Newman told Newsy some of the classic New York sounds are declining among white, Asian and Latino New Yorkers. But the opposite has happened for Black New Yorkers, who used to not use some of those sounds.

"We find that a lot of African Americans have what used to be the stereotypical white feature of that raised thought that has not declined in the same way, to the same extent that it's declining in some of the other communities," Newman said. "They've acquired this feature over time, and now it's being preserved as it becomes an African American associated feature."

Another reason why it's hard to quantify whether accents are dying is because it's just hard to tell who has an accent. Linguists will say everyone has one, but some people's vowel sounds make them sound more "neutral." That's heard more in people from the West and parts of the Midwest than in those from down South or along the East Coast. But even people who come from places with strong accents might not see themselves as having one. 

Chicago, Illinois, is one city definitely associated with an accent, but it wasn't until things like the "Saturday Night Live" Chicago Bears skit that some people there recognized their accent.

Dennis Preston, a linguistics professor at the University of Kentucky, has long-studied these accent trends.
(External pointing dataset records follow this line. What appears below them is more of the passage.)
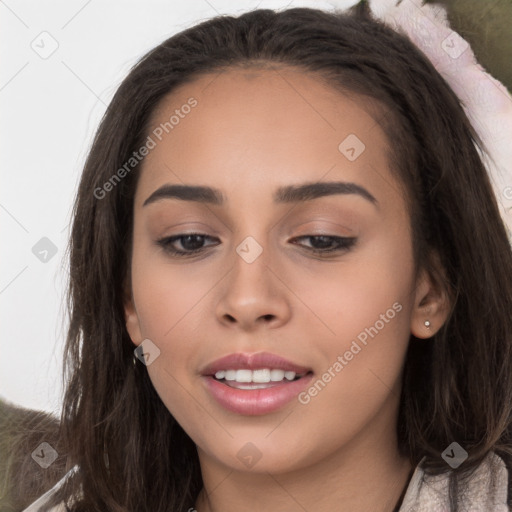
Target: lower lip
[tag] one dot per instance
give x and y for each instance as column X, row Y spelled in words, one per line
column 252, row 402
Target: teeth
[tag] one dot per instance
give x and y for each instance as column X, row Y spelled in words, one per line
column 259, row 376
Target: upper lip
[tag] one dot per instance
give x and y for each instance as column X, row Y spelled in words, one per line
column 242, row 361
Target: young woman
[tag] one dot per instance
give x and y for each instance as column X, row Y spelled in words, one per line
column 290, row 285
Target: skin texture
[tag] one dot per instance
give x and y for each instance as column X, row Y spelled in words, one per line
column 251, row 132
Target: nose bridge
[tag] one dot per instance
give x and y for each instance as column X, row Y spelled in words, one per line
column 252, row 293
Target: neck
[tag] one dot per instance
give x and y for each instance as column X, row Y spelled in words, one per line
column 369, row 476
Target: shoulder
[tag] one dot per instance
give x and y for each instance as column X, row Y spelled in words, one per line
column 487, row 489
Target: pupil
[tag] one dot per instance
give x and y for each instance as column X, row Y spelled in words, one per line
column 194, row 238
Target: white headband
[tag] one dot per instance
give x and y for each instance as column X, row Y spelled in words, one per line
column 486, row 101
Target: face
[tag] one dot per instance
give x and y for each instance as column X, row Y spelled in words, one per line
column 276, row 277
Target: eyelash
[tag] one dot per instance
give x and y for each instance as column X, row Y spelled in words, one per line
column 343, row 244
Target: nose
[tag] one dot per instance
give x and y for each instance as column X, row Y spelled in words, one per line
column 253, row 296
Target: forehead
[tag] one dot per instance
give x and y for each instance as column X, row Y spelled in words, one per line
column 257, row 127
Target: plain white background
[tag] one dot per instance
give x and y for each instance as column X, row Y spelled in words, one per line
column 61, row 64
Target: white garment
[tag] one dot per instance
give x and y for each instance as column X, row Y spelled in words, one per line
column 424, row 493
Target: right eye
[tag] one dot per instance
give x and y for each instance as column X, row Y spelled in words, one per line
column 192, row 244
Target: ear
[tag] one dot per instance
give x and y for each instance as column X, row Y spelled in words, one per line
column 431, row 300
column 131, row 316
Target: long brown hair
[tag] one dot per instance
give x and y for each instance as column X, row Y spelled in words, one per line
column 132, row 454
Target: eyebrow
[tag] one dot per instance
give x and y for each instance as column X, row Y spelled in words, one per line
column 289, row 194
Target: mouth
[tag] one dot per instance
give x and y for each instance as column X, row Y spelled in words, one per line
column 254, row 384
column 262, row 378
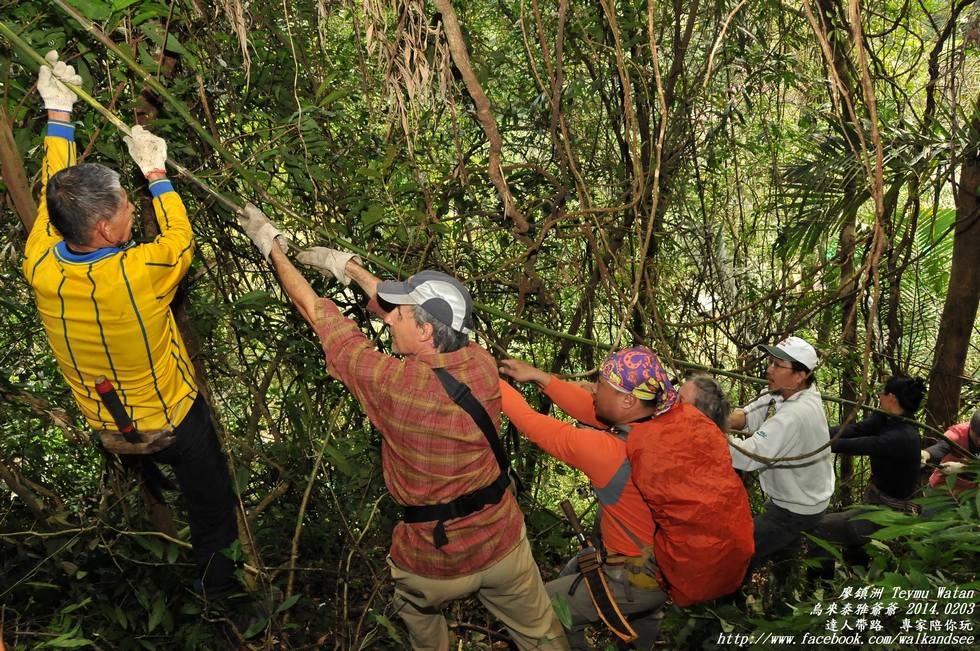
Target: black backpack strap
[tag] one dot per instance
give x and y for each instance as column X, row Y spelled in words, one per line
column 462, row 396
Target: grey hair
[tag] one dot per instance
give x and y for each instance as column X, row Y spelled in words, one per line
column 712, row 401
column 81, row 196
column 444, row 338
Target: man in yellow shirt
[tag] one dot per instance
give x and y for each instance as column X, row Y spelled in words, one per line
column 104, row 302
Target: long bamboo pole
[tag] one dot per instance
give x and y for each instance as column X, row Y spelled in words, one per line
column 235, row 206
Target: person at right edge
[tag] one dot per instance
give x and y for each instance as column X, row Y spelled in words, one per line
column 892, row 446
column 798, row 490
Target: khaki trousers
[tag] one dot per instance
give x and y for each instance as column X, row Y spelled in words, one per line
column 511, row 589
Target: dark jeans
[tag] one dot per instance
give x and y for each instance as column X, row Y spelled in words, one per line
column 202, row 475
column 847, row 530
column 778, row 533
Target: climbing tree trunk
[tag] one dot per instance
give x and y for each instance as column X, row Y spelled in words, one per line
column 960, row 311
column 461, row 59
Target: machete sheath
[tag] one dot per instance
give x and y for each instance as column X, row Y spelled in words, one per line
column 590, row 569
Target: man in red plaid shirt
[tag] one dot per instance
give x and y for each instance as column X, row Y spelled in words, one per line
column 436, row 460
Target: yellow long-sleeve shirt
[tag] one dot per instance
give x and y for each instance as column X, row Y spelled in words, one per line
column 108, row 312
Around 1990, he asked a Chicago 19-year-old about the Chicago accent.

"I gave him a blank map of the United States, as I've done to hundreds of people, and they draw circles around all the places where people speak differently," Preston said. "He drew a big circle around Chicago. It said normal English for the average person."
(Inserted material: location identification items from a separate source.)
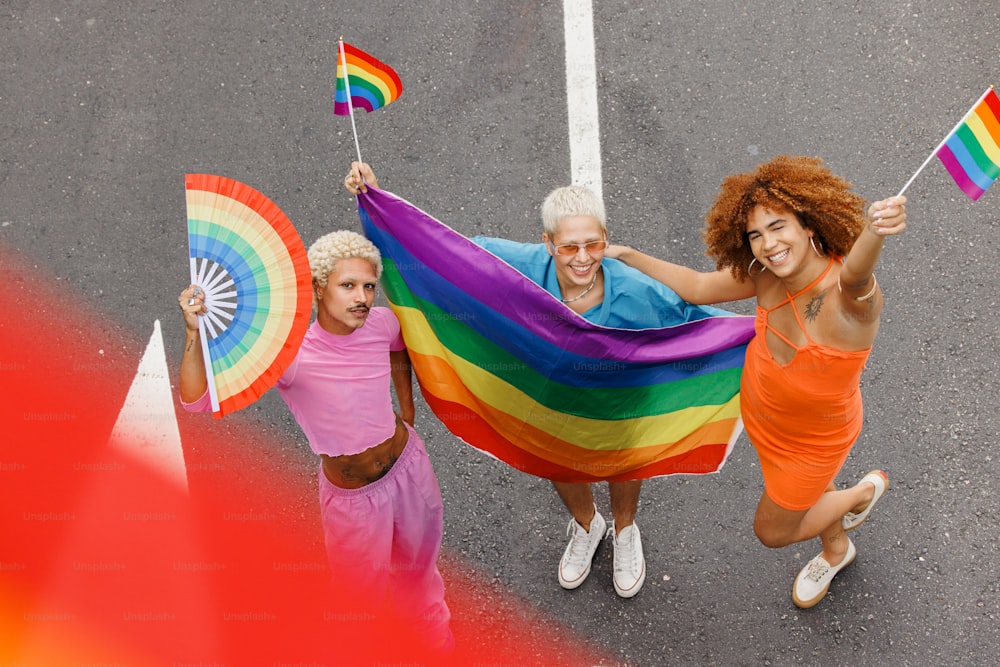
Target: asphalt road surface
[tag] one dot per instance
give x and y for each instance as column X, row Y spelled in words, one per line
column 104, row 106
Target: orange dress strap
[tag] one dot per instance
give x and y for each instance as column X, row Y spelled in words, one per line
column 790, row 298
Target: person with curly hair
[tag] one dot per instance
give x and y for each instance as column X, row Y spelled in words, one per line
column 380, row 502
column 793, row 235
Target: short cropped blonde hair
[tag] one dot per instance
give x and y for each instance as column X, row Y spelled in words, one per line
column 571, row 201
column 335, row 246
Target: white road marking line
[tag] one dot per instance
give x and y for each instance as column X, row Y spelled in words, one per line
column 581, row 94
column 146, row 428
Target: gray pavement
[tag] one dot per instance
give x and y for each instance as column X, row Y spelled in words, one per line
column 105, row 106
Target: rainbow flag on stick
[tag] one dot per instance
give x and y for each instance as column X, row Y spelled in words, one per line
column 971, row 151
column 363, row 81
column 515, row 373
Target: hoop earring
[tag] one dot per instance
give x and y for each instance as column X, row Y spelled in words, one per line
column 812, row 242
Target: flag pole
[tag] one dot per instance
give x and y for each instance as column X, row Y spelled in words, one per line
column 945, row 140
column 350, row 106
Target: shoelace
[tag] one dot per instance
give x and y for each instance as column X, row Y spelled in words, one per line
column 627, row 555
column 578, row 543
column 817, row 569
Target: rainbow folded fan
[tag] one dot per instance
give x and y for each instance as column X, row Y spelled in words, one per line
column 249, row 260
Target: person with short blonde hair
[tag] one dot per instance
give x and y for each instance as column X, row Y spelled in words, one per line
column 792, row 235
column 570, row 264
column 380, row 502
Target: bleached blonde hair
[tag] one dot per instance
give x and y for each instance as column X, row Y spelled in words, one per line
column 327, row 250
column 571, row 201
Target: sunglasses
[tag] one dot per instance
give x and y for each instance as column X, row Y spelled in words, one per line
column 574, row 248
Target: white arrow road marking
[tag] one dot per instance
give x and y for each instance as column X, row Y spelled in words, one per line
column 146, row 429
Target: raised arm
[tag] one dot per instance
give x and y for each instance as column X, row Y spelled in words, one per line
column 857, row 282
column 697, row 287
column 193, row 381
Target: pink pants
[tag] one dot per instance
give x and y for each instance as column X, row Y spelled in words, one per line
column 382, row 541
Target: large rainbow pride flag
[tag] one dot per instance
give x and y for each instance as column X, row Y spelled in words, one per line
column 512, row 371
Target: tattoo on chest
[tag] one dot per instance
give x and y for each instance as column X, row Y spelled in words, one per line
column 814, row 306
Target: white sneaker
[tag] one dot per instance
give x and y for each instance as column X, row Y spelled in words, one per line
column 630, row 566
column 575, row 564
column 815, row 578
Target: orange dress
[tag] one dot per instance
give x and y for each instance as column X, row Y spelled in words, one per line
column 802, row 417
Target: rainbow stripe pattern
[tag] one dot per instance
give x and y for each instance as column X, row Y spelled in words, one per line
column 249, row 260
column 372, row 84
column 971, row 153
column 515, row 373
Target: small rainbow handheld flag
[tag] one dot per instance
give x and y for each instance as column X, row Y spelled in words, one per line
column 971, row 153
column 363, row 81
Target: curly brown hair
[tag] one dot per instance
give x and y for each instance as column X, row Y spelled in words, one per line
column 821, row 200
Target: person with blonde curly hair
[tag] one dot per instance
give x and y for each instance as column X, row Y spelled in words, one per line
column 380, row 501
column 792, row 235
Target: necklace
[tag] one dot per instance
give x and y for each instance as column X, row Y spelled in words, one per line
column 584, row 292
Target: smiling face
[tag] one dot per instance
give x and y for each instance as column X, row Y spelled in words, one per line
column 344, row 303
column 579, row 269
column 779, row 241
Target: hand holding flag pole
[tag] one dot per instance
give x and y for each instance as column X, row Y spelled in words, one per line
column 365, row 82
column 971, row 151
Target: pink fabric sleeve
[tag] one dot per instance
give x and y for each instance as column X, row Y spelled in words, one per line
column 396, row 333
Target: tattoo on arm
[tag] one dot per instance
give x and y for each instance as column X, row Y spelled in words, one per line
column 814, row 306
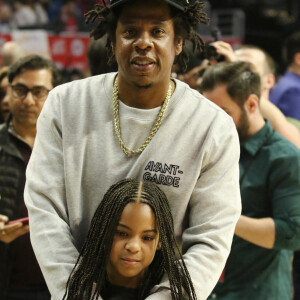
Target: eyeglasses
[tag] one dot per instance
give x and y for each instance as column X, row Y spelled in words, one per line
column 20, row 91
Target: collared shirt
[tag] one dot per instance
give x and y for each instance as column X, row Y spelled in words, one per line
column 270, row 187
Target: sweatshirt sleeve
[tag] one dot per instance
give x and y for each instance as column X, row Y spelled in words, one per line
column 214, row 209
column 45, row 198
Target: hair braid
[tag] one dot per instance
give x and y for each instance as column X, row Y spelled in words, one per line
column 89, row 277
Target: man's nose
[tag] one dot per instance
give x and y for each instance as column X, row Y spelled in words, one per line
column 144, row 41
column 28, row 100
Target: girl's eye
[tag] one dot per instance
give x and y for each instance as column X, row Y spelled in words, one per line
column 129, row 32
column 121, row 233
column 158, row 31
column 148, row 238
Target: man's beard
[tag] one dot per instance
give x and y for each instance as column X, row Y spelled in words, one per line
column 243, row 127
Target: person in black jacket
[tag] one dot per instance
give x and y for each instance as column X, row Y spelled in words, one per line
column 30, row 80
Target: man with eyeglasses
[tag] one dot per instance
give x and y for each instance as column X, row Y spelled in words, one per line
column 30, row 80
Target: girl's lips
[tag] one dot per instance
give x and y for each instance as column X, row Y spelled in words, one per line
column 130, row 261
column 143, row 67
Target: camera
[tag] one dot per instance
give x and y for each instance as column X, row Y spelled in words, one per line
column 210, row 51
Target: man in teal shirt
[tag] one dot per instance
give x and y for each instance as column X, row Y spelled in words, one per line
column 259, row 265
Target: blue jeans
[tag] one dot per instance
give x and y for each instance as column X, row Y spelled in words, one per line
column 28, row 295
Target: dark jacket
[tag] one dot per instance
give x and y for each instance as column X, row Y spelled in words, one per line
column 12, row 182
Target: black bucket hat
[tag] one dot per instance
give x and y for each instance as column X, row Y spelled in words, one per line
column 179, row 4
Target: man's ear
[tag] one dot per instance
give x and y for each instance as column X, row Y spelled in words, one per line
column 297, row 59
column 158, row 246
column 251, row 104
column 270, row 81
column 178, row 45
column 112, row 47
Preston is of the thought that accents change naturally over time as people change and move from one place to another. He doesn't think new age things like the internet or TikTok are changing accents faster than they normally have. 

"I take a kind of dim view of the fact that anything is rapidly causing dialects to change, or to level that is, to become more similar to one another very rapidly," Preston said. "That was supposed to happen when radio suddenly became available: 'Oh, everybody's going to sound the same because now they'll listen to each other.' Then it happened with television, and now it's supposed to be happening because of the internet. What I see mostly happen is lexical change, and especially change in slang."

Adding to the difficulty, people are constantly changing their voice depending on who they're talking to, which is sometimes described as "code switching." Many the classic features of accents may not be used in public as much when people are interacting more with speakers from other places.

Pomona College linguistics professor Nicole Holliday studies this for a living, focusing on how people change their pitches depending on social identity. She used the example of being rhotic vs. non-rhotic — in other words, whether you call it a car or a "cah" — in her explanation.

"People imagine that this is a loss of a regional variety, but there's other stuff coming in probably that still make those regions distinct," Holliday said. "It's not to say that nobody is non-rhotic, that young people in Boston are consistently all rhotic now. Part of what we see is people engaging with people who are different than them. I'm not from Boston or New York, so when people talk to me, they're going to accommodate to me. Maybe they don't pronounce their Rs 100% of the time with their parents, but they do when they're talking to me, or they do when they're making a YouTube video for a general public."

Even experts in this have to deal with switching things up. Holliday is from Ohio, and she said she changes parts of her speech now that she lives in California. 

"I will avoid sometimes using Midwestern features in California," Holliday said. "If I go to a restaurant, I don't say, 'What kind of pop do you have?' Because I don't want to have a 30-minute conversation about why, I just want to order."